Ranger Suárez’s 2024 season has been so dominant that his ERA drops without him even throwing.
An MLB scoring change, announced Friday, from Suárez’s last start has shaved two earned runs off his season total and accordingly reduced his ERA from 2.01 to 1.83. (The latter leads MLB, and the former would’ve as well.)
The play in question: a two-on, no-out grounder from Ryan Kreidler, originally scored a base hit but changed to an error on Trea Turner. Four runs would eventually score in the inning, and now, half of those are unearned.

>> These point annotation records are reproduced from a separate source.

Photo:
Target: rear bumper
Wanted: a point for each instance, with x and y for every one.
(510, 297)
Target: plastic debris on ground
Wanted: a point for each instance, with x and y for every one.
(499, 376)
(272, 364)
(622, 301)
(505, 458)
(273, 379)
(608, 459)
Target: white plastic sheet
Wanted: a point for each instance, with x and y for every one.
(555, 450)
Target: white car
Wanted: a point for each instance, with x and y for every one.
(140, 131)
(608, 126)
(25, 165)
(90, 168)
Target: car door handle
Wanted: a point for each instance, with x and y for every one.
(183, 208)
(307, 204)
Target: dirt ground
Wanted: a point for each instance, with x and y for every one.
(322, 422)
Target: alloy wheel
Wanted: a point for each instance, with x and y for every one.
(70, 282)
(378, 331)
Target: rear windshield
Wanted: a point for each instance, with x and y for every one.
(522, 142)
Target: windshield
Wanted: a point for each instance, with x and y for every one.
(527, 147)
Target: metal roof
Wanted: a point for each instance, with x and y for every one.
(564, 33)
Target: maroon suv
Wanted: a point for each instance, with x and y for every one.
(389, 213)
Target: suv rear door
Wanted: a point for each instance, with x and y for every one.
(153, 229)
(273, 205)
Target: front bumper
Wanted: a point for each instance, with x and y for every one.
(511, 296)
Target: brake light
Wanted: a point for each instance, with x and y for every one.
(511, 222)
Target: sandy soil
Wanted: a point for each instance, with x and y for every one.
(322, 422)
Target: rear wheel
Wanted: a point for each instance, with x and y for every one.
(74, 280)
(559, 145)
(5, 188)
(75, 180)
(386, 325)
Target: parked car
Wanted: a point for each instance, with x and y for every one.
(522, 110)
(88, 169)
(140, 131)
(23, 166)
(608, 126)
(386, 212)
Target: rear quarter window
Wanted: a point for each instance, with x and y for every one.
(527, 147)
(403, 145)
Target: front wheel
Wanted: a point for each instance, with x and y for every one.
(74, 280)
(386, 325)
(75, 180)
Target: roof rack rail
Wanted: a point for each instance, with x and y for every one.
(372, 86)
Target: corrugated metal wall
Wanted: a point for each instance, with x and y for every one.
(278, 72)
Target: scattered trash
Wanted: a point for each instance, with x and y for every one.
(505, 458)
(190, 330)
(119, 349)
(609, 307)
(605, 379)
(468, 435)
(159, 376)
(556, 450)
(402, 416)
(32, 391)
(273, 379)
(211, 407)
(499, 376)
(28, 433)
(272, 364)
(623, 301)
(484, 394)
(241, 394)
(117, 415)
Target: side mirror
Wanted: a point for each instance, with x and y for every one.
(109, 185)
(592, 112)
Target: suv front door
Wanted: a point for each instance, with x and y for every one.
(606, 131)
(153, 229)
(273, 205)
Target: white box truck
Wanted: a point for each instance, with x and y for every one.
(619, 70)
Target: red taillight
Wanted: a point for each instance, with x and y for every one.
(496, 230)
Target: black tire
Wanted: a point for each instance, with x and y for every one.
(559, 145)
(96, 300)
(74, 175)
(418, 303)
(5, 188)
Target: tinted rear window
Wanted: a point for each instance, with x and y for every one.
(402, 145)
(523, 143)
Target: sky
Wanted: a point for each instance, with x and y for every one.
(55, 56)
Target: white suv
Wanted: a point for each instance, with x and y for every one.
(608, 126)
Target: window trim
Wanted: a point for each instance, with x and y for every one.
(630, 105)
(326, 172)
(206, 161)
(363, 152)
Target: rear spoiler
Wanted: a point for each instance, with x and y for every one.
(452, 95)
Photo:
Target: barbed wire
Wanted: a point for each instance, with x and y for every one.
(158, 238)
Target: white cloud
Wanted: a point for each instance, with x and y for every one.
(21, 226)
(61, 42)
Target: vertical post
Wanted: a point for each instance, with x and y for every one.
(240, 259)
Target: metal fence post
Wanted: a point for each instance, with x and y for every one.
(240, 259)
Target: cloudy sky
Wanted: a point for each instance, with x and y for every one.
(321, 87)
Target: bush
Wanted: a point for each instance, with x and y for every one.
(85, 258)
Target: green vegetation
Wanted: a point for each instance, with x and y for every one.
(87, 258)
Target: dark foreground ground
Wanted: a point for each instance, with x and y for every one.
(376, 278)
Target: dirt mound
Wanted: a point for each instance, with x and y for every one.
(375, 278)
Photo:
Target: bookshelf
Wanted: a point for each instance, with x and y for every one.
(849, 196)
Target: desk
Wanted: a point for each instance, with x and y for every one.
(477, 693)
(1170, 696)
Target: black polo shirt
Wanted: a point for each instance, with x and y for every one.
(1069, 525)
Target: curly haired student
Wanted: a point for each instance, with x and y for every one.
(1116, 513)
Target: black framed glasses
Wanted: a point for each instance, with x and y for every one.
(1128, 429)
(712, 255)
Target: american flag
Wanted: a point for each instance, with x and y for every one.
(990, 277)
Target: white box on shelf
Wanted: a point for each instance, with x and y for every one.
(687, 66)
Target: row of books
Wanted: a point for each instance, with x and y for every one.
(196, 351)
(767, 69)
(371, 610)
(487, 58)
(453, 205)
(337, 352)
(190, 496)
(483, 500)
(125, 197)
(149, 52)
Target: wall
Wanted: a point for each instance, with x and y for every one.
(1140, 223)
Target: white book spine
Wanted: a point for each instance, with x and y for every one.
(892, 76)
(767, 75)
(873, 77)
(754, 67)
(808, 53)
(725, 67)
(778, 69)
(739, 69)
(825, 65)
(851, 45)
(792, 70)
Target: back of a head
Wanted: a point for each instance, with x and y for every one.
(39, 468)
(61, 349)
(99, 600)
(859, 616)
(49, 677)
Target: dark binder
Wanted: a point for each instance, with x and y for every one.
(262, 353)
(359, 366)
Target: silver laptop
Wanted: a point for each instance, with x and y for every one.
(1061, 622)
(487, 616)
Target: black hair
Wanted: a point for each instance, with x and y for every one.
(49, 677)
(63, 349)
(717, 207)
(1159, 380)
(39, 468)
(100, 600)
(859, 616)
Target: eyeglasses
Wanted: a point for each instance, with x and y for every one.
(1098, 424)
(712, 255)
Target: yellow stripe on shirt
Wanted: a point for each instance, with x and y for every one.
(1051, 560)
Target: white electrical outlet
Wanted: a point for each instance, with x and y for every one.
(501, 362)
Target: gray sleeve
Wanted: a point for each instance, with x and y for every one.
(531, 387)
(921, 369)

The guess here is that the play was originally called a hit because the scorer thought Turner still wouldn’t have been able to get Kreidler at first. Even if that’s true (and it may not be), Turner still would’ve had a chance — a pretty good chance, at that — to get Justyn-Henry Malloy at third on the force. The new ruling reflects that: It’s a fielder’s choice, with an out assumed at third base had Turner come up with it cleanly.
There have been more than a few questionable obvious-misplays-ruled-hits across MLB the past couple seasons, correlated (whether coincidentally or not) with the league’s initiative to increase offense. More hits, simply, means higher batting averages, higher ERAs, etc. — and better marketing of the game’s offense.
The Turner play fell into that category for a few days. MLB changed it — and Suárez’s chances at the National League Cy Young Award reaped the rewards.